(Reuters) – Fiji on Wednesday began distributing groceries to some households as it urges people to stay at home amid rising infections of the highly transmissible Delta variant of the novel coronavirus.
Authorities posted pictures on social media of bags of supermarket supplies – including packaged food and toilet paper – being delivered to homes around the capital, Suva, as they reinforced calls for people to obey social distancing rules and get vaccinated.
Police and a supermarket “delivered household packs to Fijians in targeted lockdown areas and home isolation”, the government said on Twitter as part of a publicity blitz on COVID-19 safety.
The deliveries were mostly being made in poorer neighbourhoods. “We are here to ensure that Fijians get assistance,” the government said.
Since the pandemic began, the country of less than a million people has reported 39 deaths, but most have come since the emergence of the Delta variant in April and case numbers have risen to more than 500 a day, according to the latest figures on Tuesday.
The government has said some patients are seeking treatment too late and the main hospital’s mortuary was full. Some victims were also dying at home, it said.
But the government has resisted calls for a lockdown and instead urged people to take precautions.
Kate Greenwood, head the Pacific delegation for the International Federation of Red Cross and Red Crescent Societies, said relative to population size, Fiji had been hit harder by the virus than India at the height of its outbreak.
“The worse it gets, the bigger the warning sign for other Pacific countries about the desperate need at this stage to prepare for what could happen,” Greenwood said by telephone from Suva.
“There’s a strain on the health system as all resources attempt to cope, from the hospitals to the blood service to the mortuaries,” she said.
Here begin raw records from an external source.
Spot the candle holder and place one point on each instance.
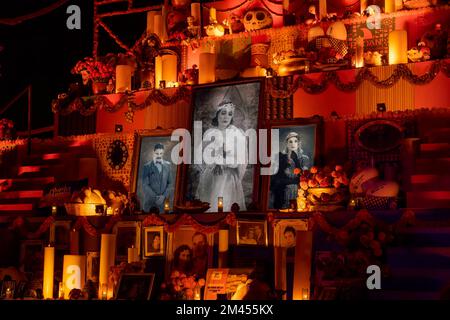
(167, 205)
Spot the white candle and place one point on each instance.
(74, 273)
(49, 266)
(223, 240)
(196, 12)
(158, 71)
(107, 258)
(207, 67)
(389, 6)
(158, 25)
(123, 78)
(322, 8)
(398, 47)
(151, 21)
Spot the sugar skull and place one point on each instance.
(257, 19)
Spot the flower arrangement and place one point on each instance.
(6, 129)
(94, 70)
(181, 287)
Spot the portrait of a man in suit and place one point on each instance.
(157, 180)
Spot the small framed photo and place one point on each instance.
(252, 233)
(135, 286)
(60, 235)
(93, 265)
(128, 234)
(32, 256)
(153, 241)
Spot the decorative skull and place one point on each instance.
(256, 19)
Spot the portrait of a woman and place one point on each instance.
(291, 162)
(224, 177)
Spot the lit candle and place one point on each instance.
(389, 6)
(223, 240)
(212, 15)
(151, 22)
(398, 47)
(74, 242)
(207, 67)
(167, 205)
(322, 9)
(158, 25)
(359, 54)
(132, 255)
(49, 266)
(107, 257)
(195, 12)
(74, 273)
(61, 291)
(104, 291)
(169, 68)
(123, 78)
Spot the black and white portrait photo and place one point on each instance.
(156, 174)
(228, 110)
(296, 152)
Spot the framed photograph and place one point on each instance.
(93, 265)
(153, 241)
(252, 233)
(135, 286)
(128, 234)
(60, 235)
(32, 256)
(284, 242)
(220, 165)
(154, 171)
(299, 146)
(189, 252)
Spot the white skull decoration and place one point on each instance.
(257, 19)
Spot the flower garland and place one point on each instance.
(87, 107)
(365, 74)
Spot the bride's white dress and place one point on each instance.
(228, 184)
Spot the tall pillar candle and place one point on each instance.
(151, 22)
(322, 8)
(196, 12)
(123, 77)
(74, 273)
(359, 52)
(158, 71)
(398, 47)
(158, 25)
(107, 258)
(207, 67)
(389, 6)
(169, 68)
(302, 265)
(49, 267)
(74, 242)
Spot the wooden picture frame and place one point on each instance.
(150, 249)
(252, 233)
(128, 233)
(183, 241)
(247, 96)
(146, 140)
(135, 286)
(284, 242)
(60, 235)
(307, 129)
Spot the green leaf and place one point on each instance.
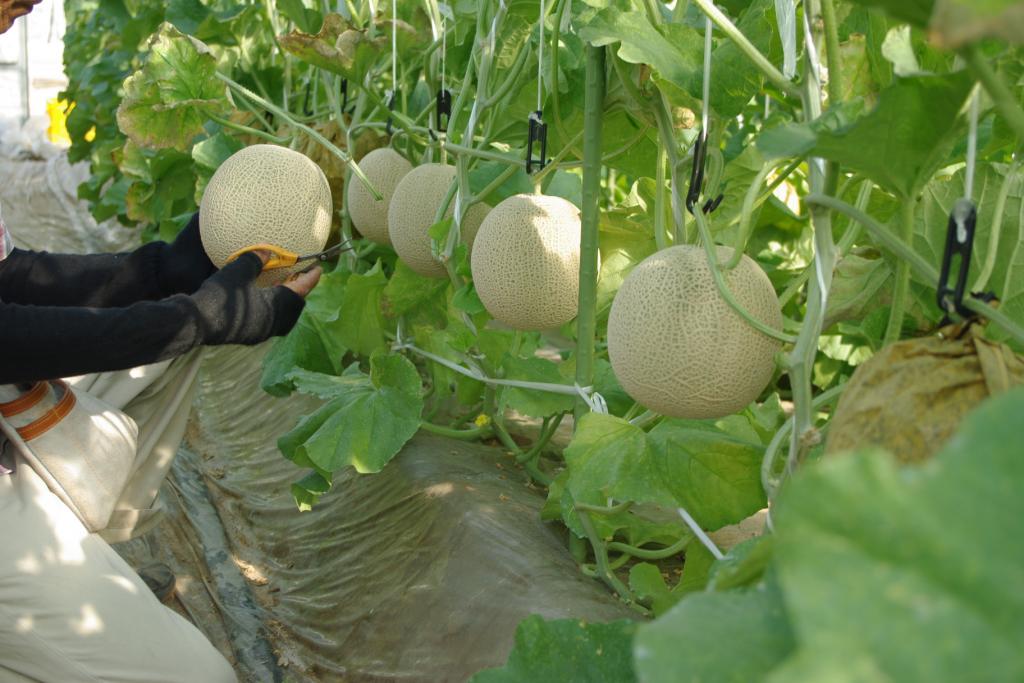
(531, 401)
(648, 585)
(732, 637)
(167, 101)
(367, 420)
(906, 137)
(609, 458)
(568, 651)
(209, 155)
(360, 308)
(913, 572)
(916, 12)
(308, 20)
(717, 477)
(408, 291)
(676, 57)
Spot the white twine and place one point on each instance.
(707, 78)
(540, 61)
(699, 532)
(972, 145)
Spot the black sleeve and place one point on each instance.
(46, 342)
(92, 280)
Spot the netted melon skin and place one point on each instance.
(265, 194)
(412, 212)
(525, 261)
(677, 346)
(384, 168)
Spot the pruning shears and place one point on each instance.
(282, 258)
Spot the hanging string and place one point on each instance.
(540, 59)
(707, 79)
(972, 145)
(394, 51)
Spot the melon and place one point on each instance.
(411, 214)
(525, 261)
(679, 348)
(265, 194)
(384, 168)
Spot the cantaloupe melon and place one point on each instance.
(414, 206)
(265, 194)
(384, 168)
(677, 346)
(525, 261)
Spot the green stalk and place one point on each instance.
(227, 123)
(901, 290)
(273, 109)
(459, 434)
(748, 48)
(723, 287)
(925, 269)
(993, 240)
(587, 316)
(1005, 100)
(745, 215)
(833, 52)
(649, 554)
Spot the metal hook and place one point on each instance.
(697, 177)
(539, 134)
(960, 242)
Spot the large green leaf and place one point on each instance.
(957, 22)
(167, 101)
(731, 637)
(695, 465)
(900, 143)
(566, 651)
(367, 419)
(360, 308)
(913, 572)
(914, 11)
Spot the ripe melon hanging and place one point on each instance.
(411, 214)
(385, 168)
(677, 346)
(265, 194)
(525, 261)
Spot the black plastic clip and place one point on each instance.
(696, 177)
(390, 108)
(306, 111)
(344, 97)
(960, 242)
(443, 110)
(538, 133)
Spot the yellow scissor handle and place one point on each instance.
(280, 258)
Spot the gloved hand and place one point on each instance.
(183, 263)
(233, 310)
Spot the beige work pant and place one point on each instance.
(71, 608)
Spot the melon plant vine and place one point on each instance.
(836, 132)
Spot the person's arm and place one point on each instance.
(153, 271)
(47, 342)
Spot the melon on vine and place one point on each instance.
(414, 206)
(385, 168)
(679, 348)
(525, 261)
(265, 194)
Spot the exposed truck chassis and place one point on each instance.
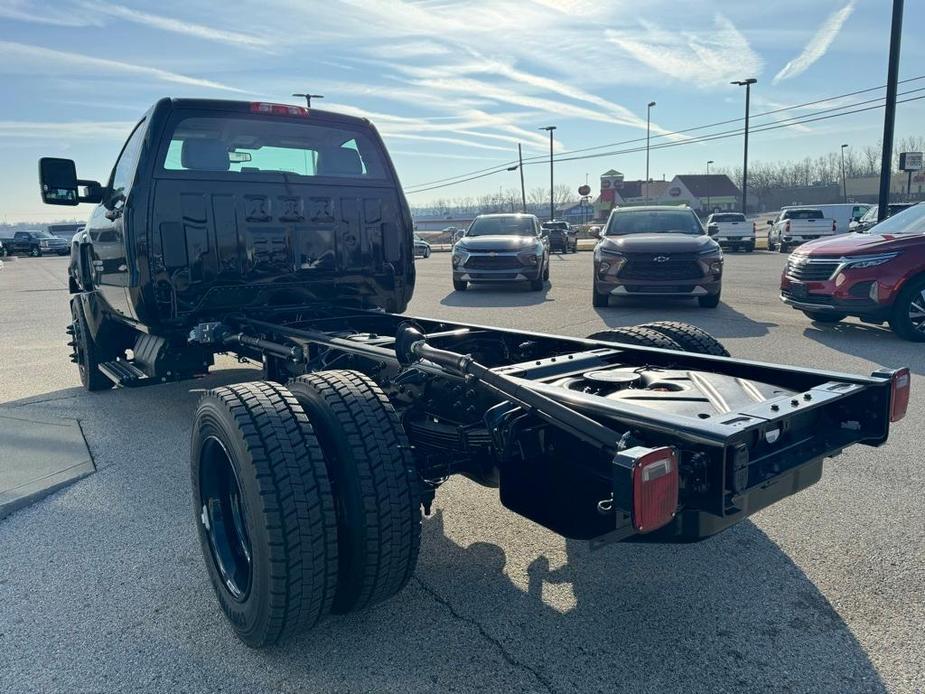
(489, 404)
Neil Sharma, a doctor and former Fiji health minister, told Reuters he would like to see a two-week lockdown.
“Unlike some developed countries where people are able to lock down and stay indoors, people are still running around, some of them without masks, and it’s not an easy situation,” he said.
Sheldon Yett, the U.N. Children’s Fund representative in the Pacific, told Reuters Fiji was “reeling” but the vaccine rate was rising, with 55% of the population having received at least one shot and just under 10% two shots.